Muslim Sahitya-Samaj
- Formation: 19 January 1926
- Type: Literary; Cultural;

= Muslim Sahitya-Samaj =

Organisation Based in Dhaka

Muslim Sahitya-Samaj was an influential literary and cultural organization. It was based in Dhaka.

==History==
Muslim Sahitya-Samaj (Muslim Literary society) was founded on 19 January 1926 in a meeting at Muslim Hall Union office. The meeting was presided by Muhammad Shahidullah, professor at the Department of Bengali and Sanskrit in Dhaka University. Professor Abul Husain, Department of Economics and Commerce of Dhaka University, A F M Abdul Huq, a student of Dhaka University residing in Muslim Hall, and Abdul Quadir, a student of Dhaka Collegiate School were charged with running the organisation and were the first executive committee of the society. Professors Kazi Abdul Wadud and Anwarul Qadir.

The Muslim Sahitya-Samaj operated for a total of 11 years before becoming dormant. Professor Charu Chandra Bandopaddhay presided over the first session of the organization. In 1938, there were attempts to revive the organization but they did not succeed and after 1939 all activities ceased. They supported Freedom of intellect and encourage secular traditions. It aimed to promote education among Bengali Muslims. Despite having Muslim in its name, it was a secular organization that had non-Muslim speakers. The organization was by choice non-political. It was an organization of students and teachers.

==Publication==
Shikha was the official journal of the Muslim Sahitya-Samaj. The first issue of the journal was published in April 1927. It had 144 pages and was priced half a rupee.

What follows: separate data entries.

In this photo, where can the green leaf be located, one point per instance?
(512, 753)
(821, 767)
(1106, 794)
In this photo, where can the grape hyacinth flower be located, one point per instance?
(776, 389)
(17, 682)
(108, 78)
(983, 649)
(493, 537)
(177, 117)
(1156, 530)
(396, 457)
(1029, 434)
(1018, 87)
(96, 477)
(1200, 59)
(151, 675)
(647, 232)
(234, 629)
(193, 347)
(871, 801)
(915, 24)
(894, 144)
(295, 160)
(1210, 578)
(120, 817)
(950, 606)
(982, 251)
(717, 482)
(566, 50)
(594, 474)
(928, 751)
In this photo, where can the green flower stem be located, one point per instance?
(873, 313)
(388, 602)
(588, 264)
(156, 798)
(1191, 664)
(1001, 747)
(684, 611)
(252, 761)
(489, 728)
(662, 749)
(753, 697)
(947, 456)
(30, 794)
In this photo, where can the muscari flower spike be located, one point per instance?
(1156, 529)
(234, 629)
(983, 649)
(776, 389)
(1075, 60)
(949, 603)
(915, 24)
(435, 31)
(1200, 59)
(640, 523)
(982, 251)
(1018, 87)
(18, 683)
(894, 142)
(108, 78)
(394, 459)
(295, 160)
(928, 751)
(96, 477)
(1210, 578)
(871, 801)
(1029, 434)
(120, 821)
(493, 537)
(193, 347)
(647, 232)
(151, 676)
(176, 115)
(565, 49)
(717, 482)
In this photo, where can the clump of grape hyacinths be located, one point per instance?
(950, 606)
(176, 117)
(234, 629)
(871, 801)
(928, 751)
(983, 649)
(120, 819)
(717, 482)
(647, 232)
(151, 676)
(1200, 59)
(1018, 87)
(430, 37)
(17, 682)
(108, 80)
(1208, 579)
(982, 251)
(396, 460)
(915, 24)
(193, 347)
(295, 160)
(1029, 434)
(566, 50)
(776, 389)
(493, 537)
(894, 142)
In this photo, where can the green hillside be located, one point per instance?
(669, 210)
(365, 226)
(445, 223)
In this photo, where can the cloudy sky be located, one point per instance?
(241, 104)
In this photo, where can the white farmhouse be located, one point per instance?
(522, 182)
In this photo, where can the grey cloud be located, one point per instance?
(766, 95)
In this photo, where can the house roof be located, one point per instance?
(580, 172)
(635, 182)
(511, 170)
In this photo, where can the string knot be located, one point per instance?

The Editor of the magazine was Professor Abul Hussain of the economics department of Dhaka University. The journal was published from the Salimullah Muslim Hall by Abdul Quadir on behalf of the Muslim Sahitya-Samaj and printed by Munshi Ahmed Ali from the Islamia Press at Sat Rauza (Dhaka). Total five issues of the Shikha were published. The second and third issues were edited by Qazi Motahar Hossain and were published in October 1928 and 1929. The fourth and fifth issues were edited by Muhammad Abdur Rashid and Abul Fazl and published in 1930 and 1931. The last four issues were published by Syed Imamul Hossain from the Modern Library of Nawabpur (Dhaka). These were priced half a rupee, one rupee, half a rupee and three quarters of a rupee. Every issue of the journal used to contain reports on the organisation's periodic and annual conferences as well as the essays read at those conferences. It contained reports on the year-long activities of the Muslim Sahitya-Samaj. Official slogan of the magazine was "'Where knowledge is limited, intellect is inert, freedom is impossible". This slogan was regarded by the journal's writers as their motto or guiding principle.